Guesswork is no longer necessary to discern the vision of Pope Francis. In recent months, the Holy Father has defined his priorities and reiterated his vision for the Church of the near future. He’s made it clear that he’s not merely distancing himself from his predecessors; in many cases, he has indicated that he’s actively pursuing a reversal of stance with respect to Benedict XVI and John Paul II (see the previous New Oxford Note, “Pope Francis & the Primacy of Conscience”). This might best be exemplified by his comment to journalist Eugenio Scalfari that he has the “humility and ambition” to complete the unfinished work of Vatican II. The Pope’s implication is that his predecessors did not. (N.B. To stand up and declare that one has “humility” is the opposite of being humble.)

The agenda of Pope Francis could be aptly expressed as reforming the “reform of the reform.” Lest anyone forget, the “reform of the reform” set forth by John Paul II and Benedict XVI sought to curb the innovations that were falsely undertaken in the name of the Council. Consider all the experimentation in pastoral style, in the liturgy, and in Catholic catechesis and formation; the emphasis on ecumenism, dialogue, and the seamless garment; the destruction of traditional churches and the attack on popular piety and practices — all supposedly mandated by Vatican II. The Pope’s suggestion that we haven’t yet endured enough of this sort of experimentation, that we have not yet grown into the mature, modern-minded Catholics supposedly envisioned by the Council, is for some a bitter pill to swallow.

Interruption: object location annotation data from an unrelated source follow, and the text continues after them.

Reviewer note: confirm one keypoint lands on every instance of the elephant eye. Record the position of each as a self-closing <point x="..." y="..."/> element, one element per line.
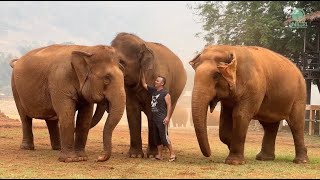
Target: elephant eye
<point x="122" y="64"/>
<point x="216" y="75"/>
<point x="107" y="79"/>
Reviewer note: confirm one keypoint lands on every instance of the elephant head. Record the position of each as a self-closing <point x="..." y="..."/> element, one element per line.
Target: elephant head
<point x="101" y="81"/>
<point x="135" y="56"/>
<point x="215" y="80"/>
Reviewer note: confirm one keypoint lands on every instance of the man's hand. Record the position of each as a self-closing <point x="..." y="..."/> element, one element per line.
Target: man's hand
<point x="166" y="121"/>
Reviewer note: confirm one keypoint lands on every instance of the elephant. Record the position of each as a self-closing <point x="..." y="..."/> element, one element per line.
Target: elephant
<point x="250" y="82"/>
<point x="54" y="82"/>
<point x="212" y="118"/>
<point x="180" y="117"/>
<point x="152" y="59"/>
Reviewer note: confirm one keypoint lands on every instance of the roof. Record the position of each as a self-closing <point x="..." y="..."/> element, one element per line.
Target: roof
<point x="312" y="17"/>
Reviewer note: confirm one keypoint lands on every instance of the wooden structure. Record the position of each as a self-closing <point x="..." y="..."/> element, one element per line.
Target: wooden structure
<point x="309" y="61"/>
<point x="313" y="122"/>
<point x="309" y="64"/>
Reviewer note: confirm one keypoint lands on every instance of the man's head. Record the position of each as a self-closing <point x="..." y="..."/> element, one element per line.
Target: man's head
<point x="160" y="81"/>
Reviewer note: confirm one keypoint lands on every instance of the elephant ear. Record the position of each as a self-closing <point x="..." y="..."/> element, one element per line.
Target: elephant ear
<point x="146" y="58"/>
<point x="228" y="71"/>
<point x="79" y="62"/>
<point x="194" y="62"/>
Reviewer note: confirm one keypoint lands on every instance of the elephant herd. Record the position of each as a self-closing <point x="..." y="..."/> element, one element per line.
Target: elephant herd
<point x="55" y="82"/>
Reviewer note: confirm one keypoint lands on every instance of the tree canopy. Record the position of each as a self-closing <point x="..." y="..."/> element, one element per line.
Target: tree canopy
<point x="257" y="23"/>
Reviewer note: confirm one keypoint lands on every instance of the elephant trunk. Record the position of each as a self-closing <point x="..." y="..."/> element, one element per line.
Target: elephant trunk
<point x="101" y="108"/>
<point x="199" y="116"/>
<point x="117" y="102"/>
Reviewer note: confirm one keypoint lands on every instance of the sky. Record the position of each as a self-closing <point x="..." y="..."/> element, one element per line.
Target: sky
<point x="171" y="23"/>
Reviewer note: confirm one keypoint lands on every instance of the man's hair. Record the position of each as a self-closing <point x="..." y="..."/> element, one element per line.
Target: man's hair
<point x="163" y="79"/>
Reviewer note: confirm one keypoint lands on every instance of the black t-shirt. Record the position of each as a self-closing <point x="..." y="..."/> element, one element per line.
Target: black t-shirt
<point x="158" y="103"/>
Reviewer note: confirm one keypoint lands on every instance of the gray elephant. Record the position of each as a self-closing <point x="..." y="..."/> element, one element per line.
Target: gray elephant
<point x="251" y="83"/>
<point x="54" y="82"/>
<point x="153" y="59"/>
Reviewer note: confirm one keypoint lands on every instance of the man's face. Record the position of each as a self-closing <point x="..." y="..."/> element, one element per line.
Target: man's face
<point x="158" y="82"/>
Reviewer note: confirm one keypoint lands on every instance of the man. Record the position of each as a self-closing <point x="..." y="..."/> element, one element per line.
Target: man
<point x="161" y="114"/>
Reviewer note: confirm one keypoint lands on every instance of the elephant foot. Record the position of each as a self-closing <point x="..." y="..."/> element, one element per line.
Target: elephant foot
<point x="234" y="161"/>
<point x="70" y="157"/>
<point x="135" y="153"/>
<point x="27" y="146"/>
<point x="301" y="160"/>
<point x="56" y="147"/>
<point x="152" y="152"/>
<point x="103" y="158"/>
<point x="265" y="157"/>
<point x="82" y="155"/>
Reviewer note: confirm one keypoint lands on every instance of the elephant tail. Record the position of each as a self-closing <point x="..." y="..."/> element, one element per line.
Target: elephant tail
<point x="12" y="62"/>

Where, one might ask, has Bergoglio been during these post-conciliar decades? Could it be that he’s been trapped in a Jesuit bubble, co-mingling with like-minded ideologues who put subjective post-conciliar extremism ahead of the good of the Church? In the words of Italian theologian Pietro De Marco, “Pope Francis shows himself to be the typical religious of the Society of Jesus in its recent phase, converted by the Council in the years of formation, especially by what I call the ‘external Council,’ the Vatican II of militant expectations” (La Repubblica, Oct. 7).